Motivational appeals are a type of psychological appeal used by speakers to inspire or encourage their audience to do something. Motivational appeals target an audience’s emotions, needs and values.

Reiss’s 16 Basic Desires

Psychology professor Steven Reiss developed a theory of sixteen needs and values that motivate human beings.[1]

  1. Thumbs up icon Acceptance, the need to be appreciated
  2. A curious person. Curiosity, the need to gain knowledge
  3. icon of bowl of soup Eating, the need for food
  4. Parent and childFamily, the need to take care of one’s offspring
  5. A medal of honor Honor, the need to be faithful to the customary values of an individual’s ethnic group, family, or clan
  6. Scales of justice Idealism, the need for social justice
  7. A paper airplane flying out of formation Independence, the need to be distinct and self-reliant
  8. A calendar and a clock Order, the need for prepared, established, and conventional environments
  9. person stretching Physical activity, the need for work out of the body
  10. Controller Power, the need for control of will
  11. hearts Romance, the need for mating or sex
  12. Piggy bank Saving, the need to accumulate something
  13. Two people talking Social contact, the need for relationship with others
  14. An important person Social status, the need for social significance
  15. person in hammock Tranquility, the need to be secure and protected
  16. A sword Vengeance, the need to confront or resist those who hurt or offend

With these motivators in mind, we can then proceed to think about ways to appeal to an audience’s emotions, needs, and values.
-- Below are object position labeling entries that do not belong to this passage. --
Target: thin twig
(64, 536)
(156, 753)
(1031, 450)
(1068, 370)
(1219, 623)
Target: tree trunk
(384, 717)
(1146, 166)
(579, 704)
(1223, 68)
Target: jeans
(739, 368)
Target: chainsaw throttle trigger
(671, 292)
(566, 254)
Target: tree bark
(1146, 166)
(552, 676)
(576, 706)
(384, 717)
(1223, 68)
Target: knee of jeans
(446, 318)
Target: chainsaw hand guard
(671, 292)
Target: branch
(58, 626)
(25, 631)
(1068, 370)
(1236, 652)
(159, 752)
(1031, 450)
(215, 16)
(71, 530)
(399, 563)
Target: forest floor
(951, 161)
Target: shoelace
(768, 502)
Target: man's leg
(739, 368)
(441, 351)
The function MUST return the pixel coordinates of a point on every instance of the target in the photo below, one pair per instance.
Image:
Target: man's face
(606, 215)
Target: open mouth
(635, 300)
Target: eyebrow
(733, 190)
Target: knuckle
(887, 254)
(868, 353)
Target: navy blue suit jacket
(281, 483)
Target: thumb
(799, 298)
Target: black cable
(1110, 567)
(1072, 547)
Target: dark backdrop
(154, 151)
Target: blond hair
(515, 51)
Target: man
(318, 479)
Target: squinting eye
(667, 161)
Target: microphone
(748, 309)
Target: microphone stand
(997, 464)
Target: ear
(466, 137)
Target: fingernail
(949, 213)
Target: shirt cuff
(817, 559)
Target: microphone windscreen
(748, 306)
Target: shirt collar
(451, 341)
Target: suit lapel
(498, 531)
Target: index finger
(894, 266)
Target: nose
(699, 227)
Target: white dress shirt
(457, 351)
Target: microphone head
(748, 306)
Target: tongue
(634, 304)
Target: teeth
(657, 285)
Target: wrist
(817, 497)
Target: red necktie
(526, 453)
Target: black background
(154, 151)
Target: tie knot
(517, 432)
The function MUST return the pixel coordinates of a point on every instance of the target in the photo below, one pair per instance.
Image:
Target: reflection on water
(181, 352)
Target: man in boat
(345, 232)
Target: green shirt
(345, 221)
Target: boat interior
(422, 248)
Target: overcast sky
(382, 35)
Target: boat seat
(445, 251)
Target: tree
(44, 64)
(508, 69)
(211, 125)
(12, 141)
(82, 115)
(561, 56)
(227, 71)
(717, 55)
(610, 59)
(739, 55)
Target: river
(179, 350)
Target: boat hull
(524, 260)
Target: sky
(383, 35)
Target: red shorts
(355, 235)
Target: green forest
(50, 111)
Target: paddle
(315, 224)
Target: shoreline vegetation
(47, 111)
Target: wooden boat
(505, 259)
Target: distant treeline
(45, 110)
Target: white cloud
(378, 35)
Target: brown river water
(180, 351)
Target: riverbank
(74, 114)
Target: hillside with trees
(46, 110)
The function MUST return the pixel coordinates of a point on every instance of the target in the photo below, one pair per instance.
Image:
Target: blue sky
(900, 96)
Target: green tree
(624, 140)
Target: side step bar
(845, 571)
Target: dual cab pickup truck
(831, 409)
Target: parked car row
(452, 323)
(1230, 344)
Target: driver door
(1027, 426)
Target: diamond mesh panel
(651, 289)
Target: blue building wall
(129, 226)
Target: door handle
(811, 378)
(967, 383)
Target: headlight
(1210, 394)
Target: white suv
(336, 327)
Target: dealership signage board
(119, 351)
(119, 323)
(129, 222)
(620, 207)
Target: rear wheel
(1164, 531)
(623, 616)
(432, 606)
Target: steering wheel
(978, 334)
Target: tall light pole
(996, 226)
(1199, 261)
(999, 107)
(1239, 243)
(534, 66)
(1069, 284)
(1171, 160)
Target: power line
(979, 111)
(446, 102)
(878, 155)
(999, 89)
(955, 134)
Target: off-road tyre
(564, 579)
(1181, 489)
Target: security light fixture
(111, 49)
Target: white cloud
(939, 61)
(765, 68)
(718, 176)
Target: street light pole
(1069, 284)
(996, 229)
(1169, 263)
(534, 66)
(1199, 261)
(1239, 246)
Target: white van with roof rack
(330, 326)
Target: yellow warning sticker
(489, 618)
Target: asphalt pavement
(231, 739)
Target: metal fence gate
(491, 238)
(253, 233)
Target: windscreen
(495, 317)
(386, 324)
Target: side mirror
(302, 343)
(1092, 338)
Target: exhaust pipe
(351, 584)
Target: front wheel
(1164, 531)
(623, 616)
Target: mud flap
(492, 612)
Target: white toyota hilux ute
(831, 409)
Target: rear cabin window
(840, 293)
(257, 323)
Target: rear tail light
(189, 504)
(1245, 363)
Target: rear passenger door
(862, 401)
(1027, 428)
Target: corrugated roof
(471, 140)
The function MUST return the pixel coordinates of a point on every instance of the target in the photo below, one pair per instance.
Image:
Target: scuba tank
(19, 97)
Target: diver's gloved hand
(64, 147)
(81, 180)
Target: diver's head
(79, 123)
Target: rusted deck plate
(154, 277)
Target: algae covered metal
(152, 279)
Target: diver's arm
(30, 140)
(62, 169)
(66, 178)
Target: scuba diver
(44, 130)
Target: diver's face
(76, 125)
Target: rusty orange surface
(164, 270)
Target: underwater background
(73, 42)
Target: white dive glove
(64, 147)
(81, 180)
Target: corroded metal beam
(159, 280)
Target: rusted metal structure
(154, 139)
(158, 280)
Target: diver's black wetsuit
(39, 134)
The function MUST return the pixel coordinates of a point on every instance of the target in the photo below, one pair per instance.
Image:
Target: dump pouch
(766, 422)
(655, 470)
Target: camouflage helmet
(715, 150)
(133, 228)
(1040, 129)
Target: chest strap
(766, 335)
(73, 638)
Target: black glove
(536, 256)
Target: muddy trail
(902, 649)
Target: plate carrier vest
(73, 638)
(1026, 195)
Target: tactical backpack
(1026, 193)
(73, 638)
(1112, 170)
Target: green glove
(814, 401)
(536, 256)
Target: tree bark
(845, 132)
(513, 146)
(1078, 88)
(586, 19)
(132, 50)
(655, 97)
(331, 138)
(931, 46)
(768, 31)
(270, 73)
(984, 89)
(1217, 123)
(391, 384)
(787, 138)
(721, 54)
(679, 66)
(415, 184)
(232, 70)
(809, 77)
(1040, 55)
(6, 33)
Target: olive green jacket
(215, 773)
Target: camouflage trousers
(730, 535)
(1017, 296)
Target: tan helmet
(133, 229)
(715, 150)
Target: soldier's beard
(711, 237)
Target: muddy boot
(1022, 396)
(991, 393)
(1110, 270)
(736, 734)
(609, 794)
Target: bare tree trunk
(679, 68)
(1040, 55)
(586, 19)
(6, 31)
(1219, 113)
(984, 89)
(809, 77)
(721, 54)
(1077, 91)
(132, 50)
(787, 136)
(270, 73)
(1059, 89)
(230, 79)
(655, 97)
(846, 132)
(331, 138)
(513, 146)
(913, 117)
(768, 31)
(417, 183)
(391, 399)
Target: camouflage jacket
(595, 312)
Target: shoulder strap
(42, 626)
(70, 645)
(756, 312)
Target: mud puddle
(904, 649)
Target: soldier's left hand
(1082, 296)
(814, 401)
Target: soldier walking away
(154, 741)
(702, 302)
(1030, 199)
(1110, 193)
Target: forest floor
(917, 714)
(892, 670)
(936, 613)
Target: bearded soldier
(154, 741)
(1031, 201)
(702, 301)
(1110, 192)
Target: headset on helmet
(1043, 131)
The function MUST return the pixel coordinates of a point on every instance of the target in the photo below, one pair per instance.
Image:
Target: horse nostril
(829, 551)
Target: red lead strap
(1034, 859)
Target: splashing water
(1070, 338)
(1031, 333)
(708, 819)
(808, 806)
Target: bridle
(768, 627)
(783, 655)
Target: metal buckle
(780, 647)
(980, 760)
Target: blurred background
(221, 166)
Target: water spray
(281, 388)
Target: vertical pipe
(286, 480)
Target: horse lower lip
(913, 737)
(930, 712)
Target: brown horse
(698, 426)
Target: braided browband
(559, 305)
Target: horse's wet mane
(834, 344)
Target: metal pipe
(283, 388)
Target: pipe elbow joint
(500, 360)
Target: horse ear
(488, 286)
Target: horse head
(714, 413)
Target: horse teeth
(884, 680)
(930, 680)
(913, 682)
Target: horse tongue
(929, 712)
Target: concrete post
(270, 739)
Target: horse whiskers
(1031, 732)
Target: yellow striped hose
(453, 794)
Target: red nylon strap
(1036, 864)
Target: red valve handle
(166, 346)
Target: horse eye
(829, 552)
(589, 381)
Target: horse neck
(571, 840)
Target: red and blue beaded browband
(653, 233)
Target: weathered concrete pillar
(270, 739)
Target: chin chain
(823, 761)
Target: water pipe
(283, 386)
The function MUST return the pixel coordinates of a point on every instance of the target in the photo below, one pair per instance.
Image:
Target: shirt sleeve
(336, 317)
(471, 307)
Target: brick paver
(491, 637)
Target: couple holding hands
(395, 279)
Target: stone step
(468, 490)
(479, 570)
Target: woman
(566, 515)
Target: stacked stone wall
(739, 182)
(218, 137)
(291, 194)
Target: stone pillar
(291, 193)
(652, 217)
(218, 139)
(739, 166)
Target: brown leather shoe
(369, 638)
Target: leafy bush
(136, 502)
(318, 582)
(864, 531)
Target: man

Maslow’s Hierarchy of Needs

One common approach when designing motivational appeals is to make use of Abraham Maslow’s model of human needs. Maslow arranged human needs into a hierarchy and he insisted higher-level needs on the hierarchy cannot be achieved before lower-level needs are met. What this means for persuasion is that you cannot motivate an audience to address a higher-level need until their lower-level needs are fulfilled.

Maslow’s model of needs in order from low to high level:

  • Physiological needs: Food, drink, sleep, shelter.
  • Safety needs: Personal protection and safety from threat, crime, dangerous weather, loss of property, etc.
  • Love and belonging needs: Love, affection, belonging.
  • Esteem needs: Desire for stable, high-evaluation of the self and acceptance by others.
  • Self-actualization needs: The need to achieve our highest sense of who we can become.
A triangle is divided vertically into five sections with corresponding labels inside and outside of the triangle for each section. From top to bottom, the triangle's sections are labeled: “self-actualization” corresponds to “Inner fulfillment”; “esteem” corresponds to “self-worth, accomplishment, confidence”; “social” corresponds to “family, friendship, intimacy, belonging”; “security” corresponds to “safety, employment, assets”; “physiological” corresponds to “food, water, shelter, warmth.”

Maslow’s hierarchy of needs is illustrated here. In some versions of the pyramid, cognitive and aesthetic needs are also included between esteem and self-actualization. Others include another tier at the top of the pyramid for self-transcendence.


  1. Reiss, Steven. "Multifaceted nature of intrinsic motivation: The theory of 16 basic desires." Review of general psychology 8.3 (2004): 179–193, 187.